The land of peace!
Bahrain has been one of the Gulf's most important commercial crossroads for over 4,000 years. The word Bahrain means 'two seas' in Arabic, indicating how the country's geographic position as a collection of islands has been important throughout its history. As the land of the ancient Dilmun civilization, Bahrain has long been a trading center linking east and west. The country has benefited from its position at the center of the Gulf's trade routes and rich pearl diving industry. By the mid-19th century, the country was the Gulf's pre-eminent trade hub, emerging as a modern state. Merchants from countries across the Gulf and beyond established themselves on the islands. Bahrain was the first Gulf state to discover oil, in 1932, and in the past 40 years has led the regional transition to a modern economy. Subsequently, as the first Gulf state to move away from dependence on oil, we have become the region's most diversified economy. In particular, our country has become the region's leading financial center since the 1980s. Since then manufacturing, logistics, communications, professional services and real estate have also become important sectors. Throughout this period, we have taken great care to build up the skills and talents of the Bahraini people. In 2002, Bahrain became a constitutional monarchy, and a democratically elected parliament was established. This marked the beginning of a period of on-going reform. The country also has an established legal framework and a respected regulatory system.

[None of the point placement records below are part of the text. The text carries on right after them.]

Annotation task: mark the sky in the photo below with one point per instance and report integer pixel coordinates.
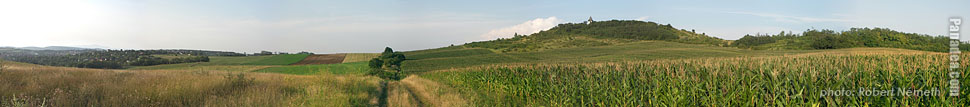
(350, 26)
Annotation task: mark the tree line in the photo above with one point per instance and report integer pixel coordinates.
(855, 37)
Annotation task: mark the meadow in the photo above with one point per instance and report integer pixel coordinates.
(644, 73)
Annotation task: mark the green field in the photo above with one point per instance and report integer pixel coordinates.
(794, 80)
(460, 57)
(342, 68)
(233, 63)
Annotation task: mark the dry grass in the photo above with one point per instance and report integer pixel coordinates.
(33, 85)
(357, 57)
(431, 93)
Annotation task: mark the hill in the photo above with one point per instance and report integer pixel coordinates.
(598, 33)
(855, 37)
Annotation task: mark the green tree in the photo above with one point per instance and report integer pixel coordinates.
(388, 65)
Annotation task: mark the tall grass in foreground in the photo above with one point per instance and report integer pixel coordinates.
(742, 81)
(31, 85)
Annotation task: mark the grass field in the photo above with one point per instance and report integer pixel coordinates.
(343, 68)
(358, 57)
(235, 63)
(647, 73)
(459, 57)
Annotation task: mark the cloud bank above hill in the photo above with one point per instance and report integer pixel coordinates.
(525, 28)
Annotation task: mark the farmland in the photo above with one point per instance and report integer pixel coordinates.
(629, 74)
(570, 65)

With a multi-cultural, multi-ethnic and multi-denominational society, along with a low cost of living, excellent education facilities offering curricula from around the world and high-quality healthcare, Bahrain is an attractive destination for expat families. The kingdom provides a holiday destination on your doorstep boasting an archipelago of 33 islands, a cosmopolitan capital city, an attractive liberal lifestyle and a rich history and culture: from historic monuments such as the Al Khamis Mosque, dating back to 692 A.D. to one of the most modern Formula One race-tracks in the world at the Bahrain International Circuit. By sea, you can sail, dolphin watch, fish, scuba dive or kite surf. On land, there are gyms, horse riding stables and sports clubs, including rugby, tennis, soccer, cricket and basketball. Furthermore, our Royal Golf Club, designed by international champion Colin Montgomery, is a particular attraction. In sport, our facilities are world-class. We are the home of Formula One in the Gulf, becoming the first Middle Eastern country to host a Grand Prix in 2004, and hosting the season's opening race in 2010.
Bahrain is a collection of 33 islands located off the coast of Saudi Arabia. The 25km King Fahd Causeway provides a direct road link between the two countries. In five years' time, a causeway will also link Bahrain with Qatar, to the southeast. At 45km, the 'Friendship Causeway' will be the world's longest land bridge. Most of the population lives in Manama, the capital, which is located on the northern tip of Bahrain island, itself the largest of the 33 islands. During the summer months, stretching from April to October, afternoon temperatures average around 37-40°C. In winter, temperatures range between 10°C and 20°C.
Local people in the Gulf are traditionally welcoming to visitors and outsiders. Coffee is a very important part of any visit, poured from a highly decorated pot into a small cup. Manners are formal and polite, with people indulging in small talk before other conversations begin. Sports enjoy great popularity. Some families still practice the traditional sports of falconry, horse racing and camel racing. Boating activities are popular, as are modern sports such as basketball and football.